Monday, September 17, 2012

Anime Conventions

Nerds are a little bit crazy when it comes to being nerdy. I went to an anime convention with some friends over the weekend. It was awesome, but people are a bit insane. I salute everyone who cosplays. There was all sorts of badassery going on.

Some people did costumes that aren't accurate, but close enough. Then there are people who are accurate down to the last detail. You make their day everytime you ask for a picture, but some go crazy if you ask who they are. One lady drew fangs at my friend because she couldn't figure out what pokemon she was. Nerds are insane!

While waiting inline for something there was a guy behind us who was telling someone that people just come to these conventions because they think it's fun! What other reason is there to go to these conventions? (Not counting press coverage or vending.)

The scariest of nerds from least to most:

10. A Convention Filled With Anti-Social Nerds
When a group of about seven thousand people, who generally are socially awkward, accumulate in the same place, it's incredibly weird. They usually come with friends and stand with them and talk. They'll get really excited when they see someone cosplaying as their favorite character. Then spend several minutes arguing over who's going to go up and ask them for a picture. Everyone stays in their groups and doesn't talk outside of them. They are usually very nice, but can't quite grasp the idea of interaction. (Tip: When they say weird things like, "I'd take a picture if I could." Or they ask you to marry them don't get weirded out.)

9. Convention Junkies
These are the people who plan out where the need to be months in advance. They've got a schedule programmed into their brain of where they need to be and what they need to do programmed into their brain. They want to do everything and then get disapointed when the thing they wanted to go to was full. If you have one in your group be prepared for the demanding and moping (possibly bitch slapping if they get too annoying). The scariest ones are the groups of these. They send a person to scout out the line for the next event and save a spot while they go to another event. They then allow the scout to live vicariously through them. Another then becomes the next scout and goes to another line while they do this event. (Tip: Don't snipe their plans if you want them to remain congenial.)

8. Serious Nerds
These are the people that insist that they know everything about a certain subject. They will lecture for hours if you get even a minor fact wrong. And if you argue with them be prepaired to have your soul figuratively ripped out using something that doesn't exist. (Tip: Don't prove them wrong, no matter how wrong they are. They'll never admit that you were right.)

7. Casual Cosplayers
These are the people who make their own costumes while paying a minimal amount to detail. Even if their costume looks nothing like the character they are trying to be, they will blow up at you if you can't figure out who they are. (Tip: No matter what, don't make assumptions about who they're supposed to be if you're not sure.)

6. D&D Players
Not all are scarey, but after too long of spending their hours playing Dungeons & Dragons and not getting layed, they tend to do things like rape your character to death. (Tip: Don't be the only girl playing with them. Or really any girl for that matter.)

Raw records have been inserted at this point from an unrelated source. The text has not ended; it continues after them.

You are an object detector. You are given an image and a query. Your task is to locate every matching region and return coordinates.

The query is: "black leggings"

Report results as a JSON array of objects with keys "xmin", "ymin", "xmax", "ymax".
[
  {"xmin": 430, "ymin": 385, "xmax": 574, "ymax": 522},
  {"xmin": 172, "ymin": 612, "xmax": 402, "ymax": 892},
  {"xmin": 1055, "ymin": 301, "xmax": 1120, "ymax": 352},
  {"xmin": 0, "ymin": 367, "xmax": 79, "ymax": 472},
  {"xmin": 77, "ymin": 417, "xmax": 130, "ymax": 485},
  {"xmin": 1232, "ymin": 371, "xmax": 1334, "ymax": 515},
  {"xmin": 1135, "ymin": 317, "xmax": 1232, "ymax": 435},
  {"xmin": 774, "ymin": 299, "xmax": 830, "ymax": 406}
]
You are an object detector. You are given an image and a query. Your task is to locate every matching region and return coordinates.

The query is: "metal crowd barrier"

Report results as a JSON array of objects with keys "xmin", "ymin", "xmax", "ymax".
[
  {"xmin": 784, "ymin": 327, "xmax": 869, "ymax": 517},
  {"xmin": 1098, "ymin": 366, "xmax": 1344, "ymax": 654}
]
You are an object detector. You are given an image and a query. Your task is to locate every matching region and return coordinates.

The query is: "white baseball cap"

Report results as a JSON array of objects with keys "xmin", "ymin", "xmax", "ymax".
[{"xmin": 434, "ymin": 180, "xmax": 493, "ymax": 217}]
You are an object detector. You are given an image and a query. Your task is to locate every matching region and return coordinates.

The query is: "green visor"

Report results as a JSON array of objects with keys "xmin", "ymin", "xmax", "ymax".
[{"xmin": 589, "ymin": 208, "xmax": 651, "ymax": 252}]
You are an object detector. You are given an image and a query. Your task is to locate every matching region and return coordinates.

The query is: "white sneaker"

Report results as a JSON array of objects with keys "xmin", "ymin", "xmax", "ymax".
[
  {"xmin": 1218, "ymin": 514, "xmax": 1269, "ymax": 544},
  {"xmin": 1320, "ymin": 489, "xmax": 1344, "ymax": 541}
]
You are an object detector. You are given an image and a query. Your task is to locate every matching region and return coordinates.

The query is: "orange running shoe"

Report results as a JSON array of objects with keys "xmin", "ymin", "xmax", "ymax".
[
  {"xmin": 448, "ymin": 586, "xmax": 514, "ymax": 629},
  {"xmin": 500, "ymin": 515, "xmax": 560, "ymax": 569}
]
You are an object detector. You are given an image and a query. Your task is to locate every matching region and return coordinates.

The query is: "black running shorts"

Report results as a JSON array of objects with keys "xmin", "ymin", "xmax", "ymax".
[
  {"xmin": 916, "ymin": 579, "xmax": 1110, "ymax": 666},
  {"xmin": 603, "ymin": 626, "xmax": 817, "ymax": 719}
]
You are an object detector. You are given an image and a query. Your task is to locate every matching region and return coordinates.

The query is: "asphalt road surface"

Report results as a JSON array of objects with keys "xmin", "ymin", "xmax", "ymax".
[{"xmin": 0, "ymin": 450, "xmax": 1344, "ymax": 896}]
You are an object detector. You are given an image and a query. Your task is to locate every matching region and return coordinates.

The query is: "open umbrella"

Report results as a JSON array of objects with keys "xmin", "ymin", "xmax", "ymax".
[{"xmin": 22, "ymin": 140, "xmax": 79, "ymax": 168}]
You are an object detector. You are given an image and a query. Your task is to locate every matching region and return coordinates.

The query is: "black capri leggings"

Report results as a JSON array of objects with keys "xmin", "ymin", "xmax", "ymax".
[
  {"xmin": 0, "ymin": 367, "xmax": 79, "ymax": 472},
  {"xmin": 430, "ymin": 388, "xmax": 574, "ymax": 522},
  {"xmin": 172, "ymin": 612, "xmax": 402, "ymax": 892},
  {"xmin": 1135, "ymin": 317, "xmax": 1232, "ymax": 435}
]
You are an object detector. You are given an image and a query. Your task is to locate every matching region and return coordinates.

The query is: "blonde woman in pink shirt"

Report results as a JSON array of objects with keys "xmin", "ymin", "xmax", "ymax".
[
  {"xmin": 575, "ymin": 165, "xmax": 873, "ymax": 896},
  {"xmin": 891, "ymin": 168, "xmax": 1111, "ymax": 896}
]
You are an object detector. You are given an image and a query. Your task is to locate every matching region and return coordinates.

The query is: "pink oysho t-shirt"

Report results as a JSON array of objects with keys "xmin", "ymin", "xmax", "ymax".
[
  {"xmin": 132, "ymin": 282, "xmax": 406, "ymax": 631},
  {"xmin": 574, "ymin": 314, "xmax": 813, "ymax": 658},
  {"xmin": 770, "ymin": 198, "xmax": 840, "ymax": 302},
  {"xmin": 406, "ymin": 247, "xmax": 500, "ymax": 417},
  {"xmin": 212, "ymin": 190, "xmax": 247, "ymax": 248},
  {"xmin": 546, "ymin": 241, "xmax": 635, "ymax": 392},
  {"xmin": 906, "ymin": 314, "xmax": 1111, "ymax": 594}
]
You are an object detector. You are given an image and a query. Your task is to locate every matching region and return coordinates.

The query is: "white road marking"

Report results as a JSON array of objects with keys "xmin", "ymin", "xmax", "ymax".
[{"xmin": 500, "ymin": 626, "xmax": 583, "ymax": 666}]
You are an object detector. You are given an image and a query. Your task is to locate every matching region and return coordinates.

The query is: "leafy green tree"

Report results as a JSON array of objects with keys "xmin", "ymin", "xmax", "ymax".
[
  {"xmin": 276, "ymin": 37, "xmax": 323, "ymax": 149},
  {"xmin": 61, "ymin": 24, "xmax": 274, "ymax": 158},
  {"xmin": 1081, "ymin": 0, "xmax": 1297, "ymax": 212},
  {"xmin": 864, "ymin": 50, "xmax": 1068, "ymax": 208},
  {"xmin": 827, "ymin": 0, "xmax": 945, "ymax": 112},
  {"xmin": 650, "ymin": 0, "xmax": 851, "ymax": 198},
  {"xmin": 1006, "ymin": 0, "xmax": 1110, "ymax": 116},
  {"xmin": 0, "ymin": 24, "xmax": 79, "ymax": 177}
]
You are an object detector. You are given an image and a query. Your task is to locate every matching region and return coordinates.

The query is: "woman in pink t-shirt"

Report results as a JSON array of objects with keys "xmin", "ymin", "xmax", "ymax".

5. Casual Fan Fiction Writers
Similar to yaoi fan fiction writers, but not insisting that their story was intended to be cannon or even that it should. They're still a little bit crazy in the fact that they will spend ours trying to figure out how a specific scenario could happen. Also, many of their story lines border on porn. This is how the Fifty Shades of Grey series came about. (Tip: Don't ask them their opinion on the ending of anything.)

4. Twihards
These people are so obssessed with Twilight that they will stand in line for hours screaming, just to be the first to see a movie (other groups of fans do the line thing, but they are usually quiet and anti-social). For some reason these people want an abusive relationship involving a sparkly vampire. (Tip: Always bring earplugs when near them.)

3. Reenactors
Not only are they cosplayers and LARPers, but they'll never admit it and they have actual functioning weapons (no matter how outdated). They will go off on hour long lectures about the color of a person's sleave in a certain movie was the improper color for his rank. (Tip: Don't ask questions.)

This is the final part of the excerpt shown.